Although we are unable to describe the type and proximity of contact of patients and visitors with the index case, it is likely that they had none or very limited interactions with the infant. None of the patients who shared the room with the infant were infected, confirming that M. tuberculosis transmission from young children is rare. The HCW who converted had no direct interaction with the patient, and although we cannot rule out transmission, it is possible that he was exposed to a different source of infection.

Early diagnosis is a critical issue for TB control [Reference Lee5]. In this episode the delay in diagnosis led to hospitalization of an infant with a positive AFB smear in a normal ward for almost 3 weeks. TB should always be suspected in children with a history of contact with TB or with chronic symptoms suggestive of TB, i.e. persistent cough, fever, and weight loss or failure to thrive [Reference Lee5, Reference Ozuah10]. However, sensitivity of fever to diagnose pulmonary TB in HIV-uninfected children aged <3 years was shown to be 43·6%, while sensitivity of the combination of persistent cough >2 weeks, objective weight loss and reported fatigue was 51·8% [Reference Marais11]. In our case, the initial absence of fever, the normal growth and the absence of a known exposure to TB probably obfuscated the diagnosis. Moreover, the misdiagnosis of bronchiolitis, and the consequent diagnostic approach which does not include a routinely performed CXR [12], can contribute to diagnosis delay.

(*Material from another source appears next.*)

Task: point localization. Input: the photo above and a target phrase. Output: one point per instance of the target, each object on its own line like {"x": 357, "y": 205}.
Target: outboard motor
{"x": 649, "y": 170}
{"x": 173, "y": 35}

The symptom-based diagnostic approach may be difficult in small children, in particular in non-endemic areas [Reference Marais11]. However, for proper control of TB it is essential that paediatricians working in low-incidence countries maintain a high level of alert, and include TST in the investigations to be routinely conducted in high-risk groups or in the presence of suggestive symptoms. The use of risk assessment tools evaluated in low-incidence countries could be useful in identifying children who need TST [Reference Ozuah10].